Ma, pur prescindendo dalla constatazione del contingente e soffermandoci sulla sola teoria, la soluzione dei relativisti tendente a sganciare la regola democratica da ogni suo contenuto positivo, non è meno pericolosa. Giovanni Paolo II ci ha ammonito come il connubio tra relativismo e democrazia possa portare ad approvare a maggioranza veri e propri crimini (soprattutto nel campo dell’antropologia), in grado di scardinare non soltanto la tradizione ma anche la morale che è insostituibile cemento di una comunità umana. E la storia, d’altro canto, ci ha insegnato come la “regola” della maggioranza abbia legittimato i più efferati regimi tirannici. Benedetto XVI a tal proposito, con finezza storiografica non comune, nota come non a caso i nemici della democrazia abbiano sempre cercato d’instaurare stati di confusione tendenti all’anarchia, dai quali far emergere la loro soluzione appoggiata e desiderata dai più. Si potrebbe notare, in questa stessa scia, come il nazismo raggiunse il potere per via democratica e il fascismo si affermò grazie a una legge elettorale (la legge Acerbo) approvata da un libero Parlamento e, per un lungo periodo, godette del consenso della larga maggioranza degli italiani. Proprio la convinzione che vi sia un nesso tra verità e democrazia ci consente di affermare che quell’origine e quel consenso non bastano a mondare quei regimi dai loro crimini. Cosa che, con ogni evidenza, è invece più difficile da sostenere per quanti hanno degradato la democrazia a mera procedura e alla regola della maggioranza.

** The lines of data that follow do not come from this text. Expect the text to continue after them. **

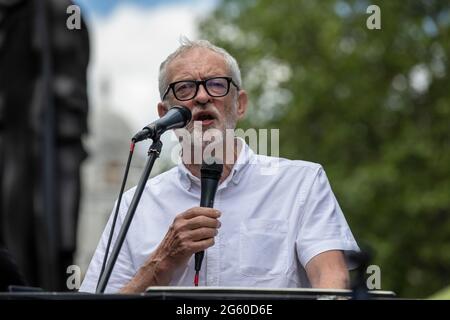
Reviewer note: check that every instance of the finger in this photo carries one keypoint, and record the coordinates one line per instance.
(202, 221)
(202, 244)
(201, 211)
(202, 233)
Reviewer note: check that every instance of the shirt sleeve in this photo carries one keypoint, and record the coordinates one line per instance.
(123, 270)
(322, 224)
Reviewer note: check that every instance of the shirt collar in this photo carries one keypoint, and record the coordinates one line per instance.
(245, 155)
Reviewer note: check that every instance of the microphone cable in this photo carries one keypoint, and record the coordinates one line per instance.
(116, 213)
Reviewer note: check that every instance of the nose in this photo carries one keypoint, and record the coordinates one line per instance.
(202, 96)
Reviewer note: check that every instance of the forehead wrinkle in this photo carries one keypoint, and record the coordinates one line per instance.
(194, 66)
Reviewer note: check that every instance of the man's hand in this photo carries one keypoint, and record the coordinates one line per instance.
(191, 231)
(328, 270)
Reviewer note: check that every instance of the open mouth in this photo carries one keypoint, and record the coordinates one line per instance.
(205, 117)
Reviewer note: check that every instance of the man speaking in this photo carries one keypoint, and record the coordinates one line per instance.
(283, 229)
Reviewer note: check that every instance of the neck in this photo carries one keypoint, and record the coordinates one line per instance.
(236, 148)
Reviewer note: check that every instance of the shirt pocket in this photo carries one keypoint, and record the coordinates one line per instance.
(263, 247)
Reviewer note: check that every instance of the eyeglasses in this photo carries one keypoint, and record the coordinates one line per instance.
(187, 89)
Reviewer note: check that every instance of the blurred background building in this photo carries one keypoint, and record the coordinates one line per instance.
(372, 106)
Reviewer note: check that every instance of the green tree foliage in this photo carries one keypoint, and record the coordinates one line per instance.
(372, 106)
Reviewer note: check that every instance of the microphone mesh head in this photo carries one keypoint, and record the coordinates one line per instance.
(211, 169)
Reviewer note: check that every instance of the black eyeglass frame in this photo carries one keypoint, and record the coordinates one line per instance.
(197, 86)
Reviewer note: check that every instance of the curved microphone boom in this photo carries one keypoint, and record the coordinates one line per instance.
(176, 117)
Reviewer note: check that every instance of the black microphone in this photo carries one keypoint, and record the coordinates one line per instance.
(176, 117)
(211, 172)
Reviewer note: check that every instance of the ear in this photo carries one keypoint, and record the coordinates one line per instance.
(242, 101)
(162, 109)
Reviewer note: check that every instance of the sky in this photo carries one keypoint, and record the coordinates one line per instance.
(129, 39)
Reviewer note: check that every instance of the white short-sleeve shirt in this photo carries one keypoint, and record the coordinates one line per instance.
(277, 214)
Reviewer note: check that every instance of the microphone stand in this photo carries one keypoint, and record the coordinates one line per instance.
(153, 154)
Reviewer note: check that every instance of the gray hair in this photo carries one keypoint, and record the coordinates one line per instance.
(187, 45)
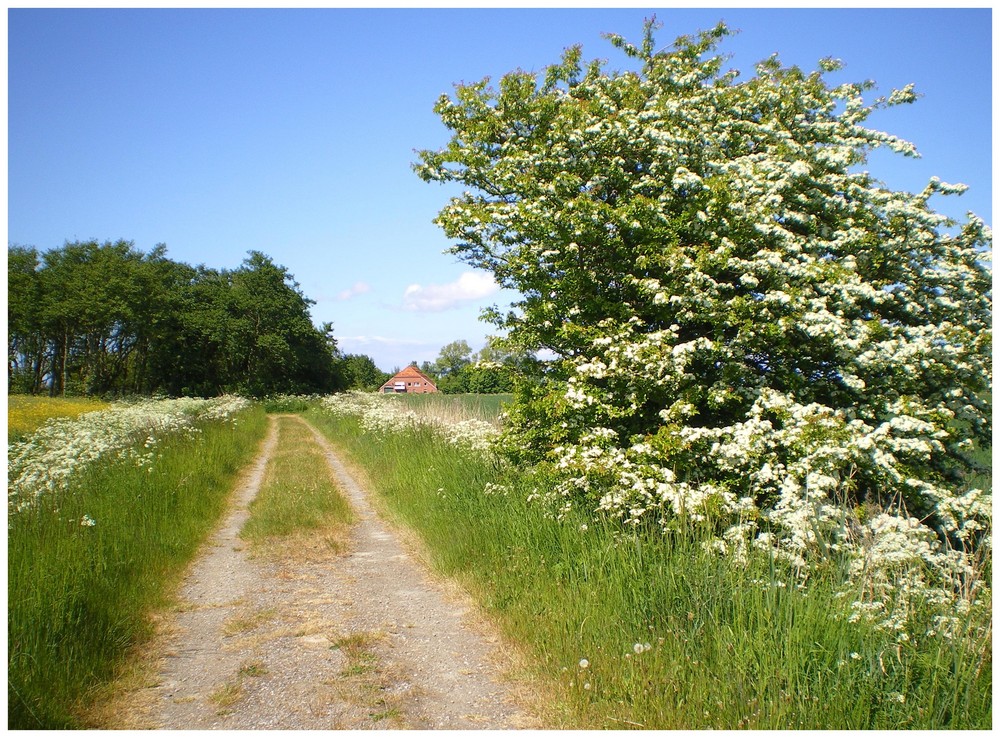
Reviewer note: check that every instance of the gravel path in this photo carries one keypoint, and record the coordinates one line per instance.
(315, 640)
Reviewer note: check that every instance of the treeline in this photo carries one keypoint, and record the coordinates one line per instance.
(107, 319)
(491, 370)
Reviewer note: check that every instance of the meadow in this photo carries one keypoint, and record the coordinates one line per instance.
(27, 413)
(619, 628)
(104, 513)
(636, 630)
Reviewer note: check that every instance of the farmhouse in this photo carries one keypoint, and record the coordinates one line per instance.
(410, 380)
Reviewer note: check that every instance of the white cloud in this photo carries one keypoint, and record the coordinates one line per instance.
(434, 298)
(358, 288)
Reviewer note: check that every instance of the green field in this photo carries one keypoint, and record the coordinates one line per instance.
(629, 628)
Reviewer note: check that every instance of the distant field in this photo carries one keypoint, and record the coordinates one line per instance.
(26, 413)
(462, 407)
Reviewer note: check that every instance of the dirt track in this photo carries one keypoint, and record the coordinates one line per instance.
(315, 640)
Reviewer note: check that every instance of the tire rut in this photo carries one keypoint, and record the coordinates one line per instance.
(365, 639)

Una volta stabilita, sulla scorta delle argomentazioni di Benedetto XVI, la relazione tra democrazia e verità, per il politico che riflette su questo libro subentra un ulteriore problema da risolvere. La verità che entra in questione nel gioco democratico, infatti, deve essere forte, dovrebbe essere naturalmente una verità a priori, ma non può pretendere di oltrepassare ogni idea di concorrenzialità. In altri termini, non può concepirsi come assoluta. Per evitare la padella del relativismo, insomma, non possiamo accettare di farci arrostire sulla brace di quanti negano la pluralità delle possibili declinazioni attraverso le quali essa può concretizzarsi nella vita di una determinata società, ad esempio attraverso l'opera di mediazione del legislatore chiamato a trascrivere sul piano del diritto positivo i principi del diritto naturale.
Il pericolo di questa deriva lo si percepisce a pieno se si pensa alla parabola del giacobinismo. Non si può certo accusare i giacobini di non avere una loro idea della verità. Non si può neppure affermare che essa non abbia ascendenze, quantomeno nominalmente, nella tradizione giudaico-cristiana. Ma, d’altro canto, è indubbio che quell’ideale di libertà abbia condotto, prima, a compiere in suo nome atroci delitti e poi, come ci ha spiegato Talmon, a porre gli incunaboli per i regimi che l’hanno apertamente negata, contrapponendo alla sovranità popolare una presunta "volontà generale" intesa come verità assoluta, rispetto alla quale non c'è margine per l'errore né per il dissenso. Quest’esempio ci porta ad affermare che la democrazia deve essere corroborata da un’ideale di verità che si collochi in un punto del continuum che vede, da un canto, la sua negazione in nome di un soggettivismo relativistico e dall’altro la sua assolutizzazione in nome di un bene superiore della umanità, evitando però come la peste di addossarsi troppo sia all’uno sia all’altro estremo del continuum.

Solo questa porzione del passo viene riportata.